Bu nedenle, temyiz isteminin reddi gerektiği görüşüyle karara katılmıyoruz.

XX – K A R Ş I O Y
213 sayılı Vergi Usul Kanununun 30 uncu maddesinde resen vergi tarhı; “vergi matrahının tamamen veya kısmen defter, kayıt ve belgelere veya kanuni ölçülere dayanılarak tespitine imkan bulunmayan hallerde takdir komisyonları tarafından takdir edilen veya vergi incelemesi yapmaya yetkili olanlarca düzenlenmiş vergi inceleme raporlarında belirtilen matrah veya matrah kısmı üzerinden vergi tarh olunmasıdır.” denilmek suretiyle tanımlandıktan sonra maddenin vergi matrahının tamamen veya kısmen defter, kayıt ve belgelere veya kanuni ölçülere dayanılarak tespitinin mümkün olmadığının kabul edileceği halleri sayan bentleri arasında “Defter kayıtları ve bunlarla ilgili vesikaların, vergi matrahının doğru ve kesin olarak tespitine imkan vermeyecek derecede noksan, usulsüz ve karışık olması dolayısıyla ihticaca salih bulunmaması” ve “Tutulması zorunlu olan defterlerin veya verilen beyannamelerin gerçek durumu yansıtmadığına dair delil bulunması” hallerine de yer verilmiştir.
Bu hükümler, öncelikle defter kayıtları ve bunlarla ilgili vesikaların incelemesini, bu kayıt ve vesikalarda vergi matrahının doğru ve kesin olarak tespitini engelleyen noksanlık, usulsüzlük ve karışıklıklar bulunuyorsa bunların, beyannamelerin gerçek durumu yansıtmadığına dair delil bulunuyorsa bunun açıkça ortaya konulmasını, bu saptamadan sonra da matrahın takdirine geçilmesini öngörmüştür.
Uyuşmazlık konusu olayda ise, yukarıda değinilen inceleme ve tespit yapılmamış, delil bulunmamış, inceleme elemanı, işletmenin uğraş konusunu ve bu konuyu vergi matrahının oluşumu yönünden etkileyebilecek olan bir kısım verileri ele alarak yaptığı randıman hesaplaması sonuçlarını işletme kayıtları ile karşılaştırmak ve işletme hasılat kayıtlarının bu sonucu yansıtmadığını söylemek suretiyle kanunda bulunmayan ve özü itibarıyla kişisel kanaate ve karinelere dayalı yeni bir resen takdir sebebi yaratmıştır.

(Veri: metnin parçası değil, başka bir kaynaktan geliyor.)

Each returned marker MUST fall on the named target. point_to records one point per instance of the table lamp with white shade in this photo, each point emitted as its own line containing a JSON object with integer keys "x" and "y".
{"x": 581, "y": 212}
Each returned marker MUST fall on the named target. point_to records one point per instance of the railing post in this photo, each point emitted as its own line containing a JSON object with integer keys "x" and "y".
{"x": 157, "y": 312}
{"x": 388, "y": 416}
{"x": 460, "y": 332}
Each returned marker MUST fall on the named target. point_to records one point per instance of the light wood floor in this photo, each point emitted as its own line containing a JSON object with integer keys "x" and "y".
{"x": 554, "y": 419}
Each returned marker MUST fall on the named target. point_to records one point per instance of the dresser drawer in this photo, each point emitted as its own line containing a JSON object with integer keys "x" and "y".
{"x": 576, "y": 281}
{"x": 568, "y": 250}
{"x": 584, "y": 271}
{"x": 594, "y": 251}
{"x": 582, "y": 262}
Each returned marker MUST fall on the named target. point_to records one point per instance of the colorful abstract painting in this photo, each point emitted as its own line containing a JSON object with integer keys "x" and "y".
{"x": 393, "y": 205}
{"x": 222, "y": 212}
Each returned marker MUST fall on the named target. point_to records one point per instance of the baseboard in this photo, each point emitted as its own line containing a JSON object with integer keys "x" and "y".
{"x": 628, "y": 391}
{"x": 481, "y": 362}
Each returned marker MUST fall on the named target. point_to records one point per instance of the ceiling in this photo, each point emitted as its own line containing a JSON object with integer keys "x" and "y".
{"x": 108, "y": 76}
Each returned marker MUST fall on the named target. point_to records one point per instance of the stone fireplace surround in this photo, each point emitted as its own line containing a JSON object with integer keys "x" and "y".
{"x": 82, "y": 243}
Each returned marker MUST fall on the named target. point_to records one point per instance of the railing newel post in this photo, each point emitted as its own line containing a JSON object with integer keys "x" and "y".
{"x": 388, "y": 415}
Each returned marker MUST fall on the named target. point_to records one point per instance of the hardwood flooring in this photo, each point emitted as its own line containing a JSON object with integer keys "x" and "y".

Pek çok olayda görülmüştür ki, inceleme elemanlarının şu ya da bu verilerden hareketle buldukları randıman sonuçları, yargı organlarınca yaptırılan bilirkişi incelemesi nedeniyle yapılan randıman sonuçları ile çakışmamakta ve matrah farkı doğmamakta, dolayısıyla inceleme elemanı hesabına göre varlığı kabul edilen “resen takdir sebebi” bilirkişi hesabına göre ortadan kalkmaktadır. Oysa resen takdir sebebi şu ya da bu hesaba göre var ya da yok sayılabilecek bir hukuki sebep olamaz.
Açıklanan nedenlerle olayda kanunun aradığı anlamda bir resen takdir sebebi bulunmadığı ve bozma kararının bu gerekçeye dayandırılması gerektiği görüşü ile kararın gerekçesine katılmıyoruz.